Hi,
I would fill the fresh water tank, then disconnect that water line, and only fill the water tank on days that are warmer than about 40F. (32 if you must, and I guess if you must fill, then at whatever temp it is).
If you could get some hot water into the fresh water tank, it would really help things out. I was able to heat my fresh water tank to about 80F using a portable propane tankless water heater. This way my hot water heater would not go cold in the first 4 minutes of a shower, but I could stay warm for a 15 minute shower once the fresh water tank was at 80F.
If you have electric hookups, you will be fine. I would recommend 3 portable heaters, each with thermostat, and hopefully with high heat and low heat settings too!
If you only have a 30 amp electric set up, then you must use care not to trip the main breaker. Each heater is about 12.5 amps. The converter will use 1-2 amps, TV and other small electric things another 2-3 amps.
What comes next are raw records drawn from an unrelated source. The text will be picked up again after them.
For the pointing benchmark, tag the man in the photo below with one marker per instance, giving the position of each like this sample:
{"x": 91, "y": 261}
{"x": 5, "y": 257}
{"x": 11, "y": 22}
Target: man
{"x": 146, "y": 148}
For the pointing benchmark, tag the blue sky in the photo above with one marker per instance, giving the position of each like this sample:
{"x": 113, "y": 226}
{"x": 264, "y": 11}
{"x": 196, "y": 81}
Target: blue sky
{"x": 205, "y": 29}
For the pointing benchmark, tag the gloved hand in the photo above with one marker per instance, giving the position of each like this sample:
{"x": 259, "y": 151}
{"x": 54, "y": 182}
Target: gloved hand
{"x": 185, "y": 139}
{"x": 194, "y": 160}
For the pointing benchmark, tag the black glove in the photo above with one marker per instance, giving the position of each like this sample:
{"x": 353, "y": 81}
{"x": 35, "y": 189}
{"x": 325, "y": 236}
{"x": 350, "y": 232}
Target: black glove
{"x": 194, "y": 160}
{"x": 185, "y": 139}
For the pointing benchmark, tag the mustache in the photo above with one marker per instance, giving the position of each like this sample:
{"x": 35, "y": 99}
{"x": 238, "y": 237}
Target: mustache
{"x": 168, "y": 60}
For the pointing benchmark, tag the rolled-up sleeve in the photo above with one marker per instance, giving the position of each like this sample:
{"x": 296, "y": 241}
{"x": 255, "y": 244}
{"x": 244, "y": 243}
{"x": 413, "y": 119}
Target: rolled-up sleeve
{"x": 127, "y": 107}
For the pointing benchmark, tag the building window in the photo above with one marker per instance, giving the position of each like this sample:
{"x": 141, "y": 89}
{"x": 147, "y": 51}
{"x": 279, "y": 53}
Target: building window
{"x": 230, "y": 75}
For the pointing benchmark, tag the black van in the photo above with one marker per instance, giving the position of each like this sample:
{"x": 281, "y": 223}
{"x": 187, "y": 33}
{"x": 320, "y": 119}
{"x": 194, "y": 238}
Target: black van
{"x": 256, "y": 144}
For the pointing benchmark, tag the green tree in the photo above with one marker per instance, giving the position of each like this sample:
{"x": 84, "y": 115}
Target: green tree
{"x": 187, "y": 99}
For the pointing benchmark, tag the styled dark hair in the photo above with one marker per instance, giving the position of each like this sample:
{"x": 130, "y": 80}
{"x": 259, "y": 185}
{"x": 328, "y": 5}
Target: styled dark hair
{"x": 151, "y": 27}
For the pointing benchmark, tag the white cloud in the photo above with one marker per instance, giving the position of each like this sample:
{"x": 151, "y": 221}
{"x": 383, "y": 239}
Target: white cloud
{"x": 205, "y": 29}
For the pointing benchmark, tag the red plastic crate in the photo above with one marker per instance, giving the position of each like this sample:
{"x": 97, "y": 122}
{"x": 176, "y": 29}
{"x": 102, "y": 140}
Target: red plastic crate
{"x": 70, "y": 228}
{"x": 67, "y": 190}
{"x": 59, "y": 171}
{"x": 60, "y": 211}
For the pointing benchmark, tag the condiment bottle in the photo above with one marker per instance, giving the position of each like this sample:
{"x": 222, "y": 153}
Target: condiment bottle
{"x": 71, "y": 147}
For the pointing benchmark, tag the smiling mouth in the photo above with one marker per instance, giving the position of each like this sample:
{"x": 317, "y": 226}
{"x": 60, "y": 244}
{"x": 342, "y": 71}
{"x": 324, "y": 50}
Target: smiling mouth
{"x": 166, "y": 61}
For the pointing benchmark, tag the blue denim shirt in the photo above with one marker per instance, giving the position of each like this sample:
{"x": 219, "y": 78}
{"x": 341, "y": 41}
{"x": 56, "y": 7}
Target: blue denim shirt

Refrigerator if on electric will use about 3 amps - but only run about 5 hours per day if it is 30F outside.
If you have a 50 amp service, you will be fine - except that you might trip your internal 20 amp circuit breakers if you run 2 heaters on high heat output (25 amps total). Once you tripped a CB, go around the RV and find a "Live" circuit that has not yet tripped. Then you can plug in one heater to the still live circuit, and leave the second heater on the tripped circuit. Re-set the CB, and you will know what sides of the RV are on the tripped and not tripped circuit breakers.
You still normally need to run the furnace a little bit. Say 5 minutes per hour when it is less than 28F outside, and a little more when it reaches 15F. This normally brings warm air into the basement as well as keep the floor warm, and not allow the walls to freeze.
Have fun camping!
Fred.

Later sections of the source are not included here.